# 2nd TV with vip722k



## gmandel (Oct 4, 2009)

I have one HDTV with a vip722k receiver. If I get an HDTV as my 2nd TV will I get all the HD channels in HD on TV 2 using dual mode, or will TV 2 get only SD reception.

George


----------



## RasputinAXP (Jan 23, 2008)

TV2 is SD only.

That said, all of the HD outputs are "live", so you can run HDMI or component connections to the other TV.


----------



## scooper (Apr 22, 2002)

It would be more correct to say that you can watch all the HD on TV2, but it gets downrezzed to SD. It will probably be the best looking SD DBS you'll ever see, however....


----------



## inazsully (Oct 3, 2006)

Why will it be the best SD I've ever seen? Why can't the 722 show HD on two sets? Which straight HD receiver would you recommend for a 2nd set? Will the HD PQ be enough better than the best SD PQ I've ever seen to warrant the cost of a second HD receiver? Probably a question many are wondering or will be by the time the holidays roll around.


----------



## scooper (Apr 22, 2002)

It comes down to this - 
Do you want 2 different HD feeds on the 2 TVs , or can you live with one HD feed serving both TVs (assuming you use HDMI for one TV and the component video for the other - both of which are only available on TV1) ?


----------



## inazsully (Oct 3, 2006)

So your saying that the 722 can send a HD signal to either TV but not both at the same time?


----------



## RasputinAXP (Jan 23, 2008)

inazsully said:


> So your saying that the 722 can send a HD signal to either TV but not both at the same time?

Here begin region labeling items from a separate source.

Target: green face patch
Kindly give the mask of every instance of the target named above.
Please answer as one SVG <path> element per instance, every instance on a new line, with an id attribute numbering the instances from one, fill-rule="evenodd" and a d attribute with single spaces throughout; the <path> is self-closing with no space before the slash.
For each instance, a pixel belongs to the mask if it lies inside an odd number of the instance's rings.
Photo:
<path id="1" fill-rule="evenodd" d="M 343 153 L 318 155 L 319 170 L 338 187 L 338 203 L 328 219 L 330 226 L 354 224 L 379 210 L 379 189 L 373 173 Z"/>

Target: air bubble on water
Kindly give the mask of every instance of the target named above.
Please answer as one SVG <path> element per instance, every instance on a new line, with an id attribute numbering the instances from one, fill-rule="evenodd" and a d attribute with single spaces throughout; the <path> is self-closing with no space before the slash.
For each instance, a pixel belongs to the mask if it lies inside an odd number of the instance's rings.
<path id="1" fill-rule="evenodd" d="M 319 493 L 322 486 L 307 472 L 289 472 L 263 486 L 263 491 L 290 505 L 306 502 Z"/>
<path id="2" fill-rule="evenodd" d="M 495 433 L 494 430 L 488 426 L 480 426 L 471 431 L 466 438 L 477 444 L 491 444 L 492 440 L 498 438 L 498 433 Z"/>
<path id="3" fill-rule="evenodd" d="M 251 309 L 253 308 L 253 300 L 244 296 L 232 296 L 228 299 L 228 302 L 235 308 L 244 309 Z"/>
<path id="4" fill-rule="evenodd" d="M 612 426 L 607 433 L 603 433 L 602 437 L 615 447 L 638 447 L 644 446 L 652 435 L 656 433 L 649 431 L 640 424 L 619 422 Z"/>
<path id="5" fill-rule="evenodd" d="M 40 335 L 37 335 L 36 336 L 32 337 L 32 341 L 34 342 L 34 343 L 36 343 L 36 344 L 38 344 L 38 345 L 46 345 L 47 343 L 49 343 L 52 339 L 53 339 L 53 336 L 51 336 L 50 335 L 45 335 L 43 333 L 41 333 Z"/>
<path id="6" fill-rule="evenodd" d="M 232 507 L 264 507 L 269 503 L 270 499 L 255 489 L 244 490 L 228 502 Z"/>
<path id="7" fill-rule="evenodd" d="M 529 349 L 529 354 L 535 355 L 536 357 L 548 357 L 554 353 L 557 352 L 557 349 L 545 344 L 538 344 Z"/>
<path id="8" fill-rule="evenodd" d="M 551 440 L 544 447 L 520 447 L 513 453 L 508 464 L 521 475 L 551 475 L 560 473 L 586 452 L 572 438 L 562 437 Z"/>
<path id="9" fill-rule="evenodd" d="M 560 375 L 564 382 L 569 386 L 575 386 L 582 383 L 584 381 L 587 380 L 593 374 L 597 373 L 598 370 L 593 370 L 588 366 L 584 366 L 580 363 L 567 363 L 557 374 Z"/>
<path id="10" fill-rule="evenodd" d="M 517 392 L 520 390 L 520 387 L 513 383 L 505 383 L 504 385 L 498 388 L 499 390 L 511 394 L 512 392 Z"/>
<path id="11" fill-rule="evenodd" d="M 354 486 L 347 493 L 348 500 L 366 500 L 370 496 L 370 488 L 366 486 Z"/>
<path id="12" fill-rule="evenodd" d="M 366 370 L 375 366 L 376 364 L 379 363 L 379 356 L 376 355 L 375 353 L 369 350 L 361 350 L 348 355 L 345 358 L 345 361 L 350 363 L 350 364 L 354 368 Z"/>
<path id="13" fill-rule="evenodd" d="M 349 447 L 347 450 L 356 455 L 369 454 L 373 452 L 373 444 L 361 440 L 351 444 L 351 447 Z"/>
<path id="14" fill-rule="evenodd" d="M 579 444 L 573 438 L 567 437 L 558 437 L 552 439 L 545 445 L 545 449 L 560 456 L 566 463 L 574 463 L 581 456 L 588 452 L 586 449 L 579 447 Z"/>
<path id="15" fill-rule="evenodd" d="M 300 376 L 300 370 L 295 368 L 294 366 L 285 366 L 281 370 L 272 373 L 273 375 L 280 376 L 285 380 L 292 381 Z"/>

It can send a high def signal to two HDTVs, one from the HDMI and one from the Component connections, but they are mirrored outputs and whatever is seen on one is seen on the other.


----------



## JackDW001 (Oct 2, 2009)

gmandel,

I have been looking into the same thing in having multiple HD TVs. I think I will just go with a 612 DVR receiver on each TV and not have to worry about the TV1 and TV2 feature since TV2 is SD and not HD. IMHO, by having two seperate receivers, if a receiver goes out, it will effect only one TV and not knock out two of them. 

Just my 2 cents worth (worth about a penny these days).


----------



## inazsully (Oct 3, 2006)

But you'll be paying for double DVR service with a pair of 612's. Plus if one breaks DISH will replace it. I can't imagine why you would want to have the same show playing on two TV's at the same time. Unless it's a football game and so many friends are over you don't have room for them in front of just one TV.


----------



## Jim5506 (Jun 7, 2004)

Alternatively, put a 211K on each HDTV with an EHD on each.

You pay a one time $40 EHD enabling fee, have NO DVR fees and can swap EHDs between the receivers if needed.


----------



## coldsteel (Mar 29, 2007)

Jim5506 said:


> Alternatively, put a 211K on each HDTV with an EHD on each.
> 
> You pay a one time $40 EHD enabling fee, have NO DVR fees and can swap EHDs between the receivers if needed.


+1


----------



## RasputinAXP (Jan 23, 2008)

inazsully said:


> I can't imagine why you would want to have the same show playing on two TV's at the same time. Unless it's a football game and so many friends are over you don't have room for them in front of just one TV.


Because I don't use them both at the same time except during the Super Bowl or NHL playoffs.


----------